L'aventure d'un Allemand perdu dans un monde trop oppressant, alors que lui-même s'avère trop exigeant. La vie dans notre modernité est un calvaire : tout tend à nous épuiser. Comme aurait dit le poète « Décharné, dénervé, démusclé, dépoulpé » : il ne manquerait parfois plus que le trait de la mort - et encore, peut-être a-t-il déjà frappé. Sans que nous ne nous en soyons rendu compte...
Le livre de Genazino n'est pas porté sur une philosophie remettant en cause la possible irréalité de nos existences. En revanche, il interroge la vie de cet homme, architecte, empêtré dans une vie, un corps, et des impressions.

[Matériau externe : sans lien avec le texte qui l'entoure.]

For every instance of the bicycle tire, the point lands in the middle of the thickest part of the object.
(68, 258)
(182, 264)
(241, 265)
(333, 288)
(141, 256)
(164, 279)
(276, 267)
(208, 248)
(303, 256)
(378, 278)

Entre la vie publique, l'achat d'une salade chez un boucher, et l'intimité d'un couple, où le morose le dispute à l'écrasante présence de l'autre, ses manies et son incidence...

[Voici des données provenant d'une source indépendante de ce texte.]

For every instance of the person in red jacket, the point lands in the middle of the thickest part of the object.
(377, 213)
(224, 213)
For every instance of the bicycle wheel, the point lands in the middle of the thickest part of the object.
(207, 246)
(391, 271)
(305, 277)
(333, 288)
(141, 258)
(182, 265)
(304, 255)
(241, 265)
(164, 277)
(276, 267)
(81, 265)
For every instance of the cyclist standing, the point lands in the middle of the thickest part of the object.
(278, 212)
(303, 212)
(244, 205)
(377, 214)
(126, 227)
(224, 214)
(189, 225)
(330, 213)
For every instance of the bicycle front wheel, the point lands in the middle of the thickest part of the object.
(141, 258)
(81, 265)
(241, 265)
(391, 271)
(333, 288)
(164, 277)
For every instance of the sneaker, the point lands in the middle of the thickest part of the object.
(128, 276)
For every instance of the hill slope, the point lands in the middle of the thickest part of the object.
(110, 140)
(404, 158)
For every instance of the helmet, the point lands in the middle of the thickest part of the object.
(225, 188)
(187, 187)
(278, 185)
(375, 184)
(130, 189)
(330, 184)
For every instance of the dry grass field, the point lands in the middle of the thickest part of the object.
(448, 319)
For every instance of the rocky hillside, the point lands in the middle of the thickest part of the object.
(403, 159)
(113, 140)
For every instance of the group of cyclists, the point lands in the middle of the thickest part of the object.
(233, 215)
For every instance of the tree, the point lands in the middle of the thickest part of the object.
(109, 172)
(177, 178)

Le monde de Genazino est lourdement réaliste, écrasant à sa manière aussi, reflet dans toute sa complexité de notre paysage social, et de la prison qu'il représente. L'architecte n'est pourtant ni complexe, ni fascinant : humain, trop humain, probablement. Face à son environnement, il agit aussi bien qu'il le peut, avec ses difficultés, son image et la gestion à ses propres yeux, de ce qu'il peut être dans le monde. In Der Welt Sein, avez-vous dit ?

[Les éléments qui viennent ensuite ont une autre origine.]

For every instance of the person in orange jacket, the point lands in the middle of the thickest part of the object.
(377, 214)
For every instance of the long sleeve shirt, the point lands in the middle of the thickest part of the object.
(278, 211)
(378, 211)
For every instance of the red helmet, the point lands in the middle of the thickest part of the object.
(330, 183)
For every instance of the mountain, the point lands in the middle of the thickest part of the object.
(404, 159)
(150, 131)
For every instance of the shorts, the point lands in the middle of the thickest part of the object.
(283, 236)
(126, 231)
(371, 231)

Un désespoir existentiel, accompagné d'un décorticage très médical des fonctions corporelles qui nous guident... le tout est plongé dans les sombres profondeurs d'une psychè agitée. Il pénétrera dans un univers plus anti-héroique encore, peu après le décès d'une sorte d'ami, forme douce de pervers narcissique. Ce dernier profitait d'une carte d'identité trouvée pour se faire livrer des colis. Évidemment, une mauvaise idée.
Intéressante approche de la vie allemande, et surtout prise avec un angle tout particulier. Wenn wir Tiere wären, de son titre orignal, est étrangement traduit par cette petite lumière dans le frigo, qui prend tout son sens, en effet.... Mais c'est pourtant là que le titre allemand a quelque chose de plus frappant : si nous étions des animaux, toutes ces questions n'auraient pas lieu d'être. Une vie de simplicité, certes un brin bestiale, vivre, manger, survivre, lutter, mais sans l'encombrant package de questionnements.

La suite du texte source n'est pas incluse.